NYSE:TIF Historical Dividend Yield Dec 15th 17
NYSE:TIF Historical Dividend Yield Dec 15th 17

How does Tiffany fare?

Tiffany has a payout ratio of 50.76%, meaning the dividend is sufficiently covered by earnings. In the near future, analysts are predicting a payout ratio of 47.96%, leading to a dividend yield of around 2.00%. Furthermore, EPS should increase to $4.27. If there’s one type of stock you want to be reliable, it’s dividend stocks and their stable income-generating ability. TIF has increased its DPS from $0.6 to $2 in the past 10 years. It has also been paying out dividend consistently during this time, as you’d expect for a company increasing its dividend levels. These are all positive signs of a great, reliable dividend stock. Relative to peers, Tiffany generates a yield of 2.01%, which is on the low-side for specialty retail stocks.

What this means for you:

Are you a shareholder? Investors of Tiffany can continue to expect strong dividends from the stock moving forward. With its favorable dividend characteristics, Tiffany is one worth keeping around in your income portfolio.
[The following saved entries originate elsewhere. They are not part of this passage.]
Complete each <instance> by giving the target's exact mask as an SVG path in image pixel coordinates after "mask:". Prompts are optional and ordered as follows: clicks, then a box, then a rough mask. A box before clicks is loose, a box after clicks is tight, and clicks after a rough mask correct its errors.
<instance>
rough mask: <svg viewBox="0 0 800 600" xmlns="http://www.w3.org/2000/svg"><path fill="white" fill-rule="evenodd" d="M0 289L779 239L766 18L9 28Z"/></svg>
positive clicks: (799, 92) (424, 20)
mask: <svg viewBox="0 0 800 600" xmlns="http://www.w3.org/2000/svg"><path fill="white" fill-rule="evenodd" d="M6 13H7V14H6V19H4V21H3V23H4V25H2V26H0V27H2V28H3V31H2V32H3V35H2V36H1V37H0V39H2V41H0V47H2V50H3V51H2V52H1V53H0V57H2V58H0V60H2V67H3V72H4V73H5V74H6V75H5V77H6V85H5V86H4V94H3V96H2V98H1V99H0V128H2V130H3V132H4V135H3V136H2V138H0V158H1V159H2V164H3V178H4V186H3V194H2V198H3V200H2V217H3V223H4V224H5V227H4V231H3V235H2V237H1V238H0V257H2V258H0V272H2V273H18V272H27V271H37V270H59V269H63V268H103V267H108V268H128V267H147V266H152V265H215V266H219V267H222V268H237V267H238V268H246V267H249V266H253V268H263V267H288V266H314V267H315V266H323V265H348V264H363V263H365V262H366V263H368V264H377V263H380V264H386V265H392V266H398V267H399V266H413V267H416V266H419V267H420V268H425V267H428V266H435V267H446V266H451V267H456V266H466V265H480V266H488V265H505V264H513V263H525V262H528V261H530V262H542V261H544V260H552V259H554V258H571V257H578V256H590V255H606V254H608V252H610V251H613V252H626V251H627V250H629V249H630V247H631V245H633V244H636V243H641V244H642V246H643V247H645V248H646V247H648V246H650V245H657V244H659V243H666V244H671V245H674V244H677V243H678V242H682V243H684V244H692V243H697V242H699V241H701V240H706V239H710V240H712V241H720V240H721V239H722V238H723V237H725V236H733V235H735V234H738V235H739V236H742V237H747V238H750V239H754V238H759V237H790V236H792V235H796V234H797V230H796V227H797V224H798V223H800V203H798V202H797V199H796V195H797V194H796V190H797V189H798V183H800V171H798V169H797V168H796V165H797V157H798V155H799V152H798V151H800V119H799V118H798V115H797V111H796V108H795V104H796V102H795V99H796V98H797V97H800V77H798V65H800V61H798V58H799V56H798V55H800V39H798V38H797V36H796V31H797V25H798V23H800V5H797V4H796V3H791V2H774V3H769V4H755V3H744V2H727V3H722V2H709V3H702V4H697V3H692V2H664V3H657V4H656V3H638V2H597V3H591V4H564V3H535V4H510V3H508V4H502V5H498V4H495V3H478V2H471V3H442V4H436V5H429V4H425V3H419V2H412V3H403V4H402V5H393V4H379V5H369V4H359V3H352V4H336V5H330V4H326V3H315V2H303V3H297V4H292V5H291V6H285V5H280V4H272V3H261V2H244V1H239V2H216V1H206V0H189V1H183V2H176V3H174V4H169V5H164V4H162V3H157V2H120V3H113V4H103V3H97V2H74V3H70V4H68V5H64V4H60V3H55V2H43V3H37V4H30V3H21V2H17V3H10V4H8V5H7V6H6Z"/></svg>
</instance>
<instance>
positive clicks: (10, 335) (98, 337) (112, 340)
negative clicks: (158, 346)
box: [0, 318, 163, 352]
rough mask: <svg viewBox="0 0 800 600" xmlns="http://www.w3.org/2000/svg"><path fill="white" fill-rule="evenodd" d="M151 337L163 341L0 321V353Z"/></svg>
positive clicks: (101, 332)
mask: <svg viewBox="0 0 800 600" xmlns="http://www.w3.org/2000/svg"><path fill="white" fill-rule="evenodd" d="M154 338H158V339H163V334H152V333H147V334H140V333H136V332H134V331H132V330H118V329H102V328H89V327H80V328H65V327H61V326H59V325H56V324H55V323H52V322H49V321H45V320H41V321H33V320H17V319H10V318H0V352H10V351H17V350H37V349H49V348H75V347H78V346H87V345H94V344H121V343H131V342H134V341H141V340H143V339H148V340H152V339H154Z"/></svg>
However, depending on your portfolio composition, it may be beneficial exploring other income stocks to increase diversification, or even look at high-growth stocks to supplement your steady income stocks. I encourage you to continue your research by checking out my interactive free list of dividend rockstars as well as high-growth stocks to potentially add to your holdings.

Are you a potential investor? Taking into account the dividend metrics, Tiffany ticks most of the boxes as a strong dividend investment, putting it in my list of top dividend payers. I also recommend taking sufficient time to understand its core business and determine whether the company and its investment properties suit your overall goals. Another aspect to consider for Tiffany is how much it’s actually worth. Is Tiffany still a bargain? Dig deeper in our latest free analysis to find out!


To help readers see pass the short term volatility of the financial market, we aim to bring you a long-term focused research analysis purely driven by fundamental data. Note that our analysis does not factor in the latest price sensitive company announcements.

The author is an independent contributor and at the time of publication had no position in the stocks mentioned.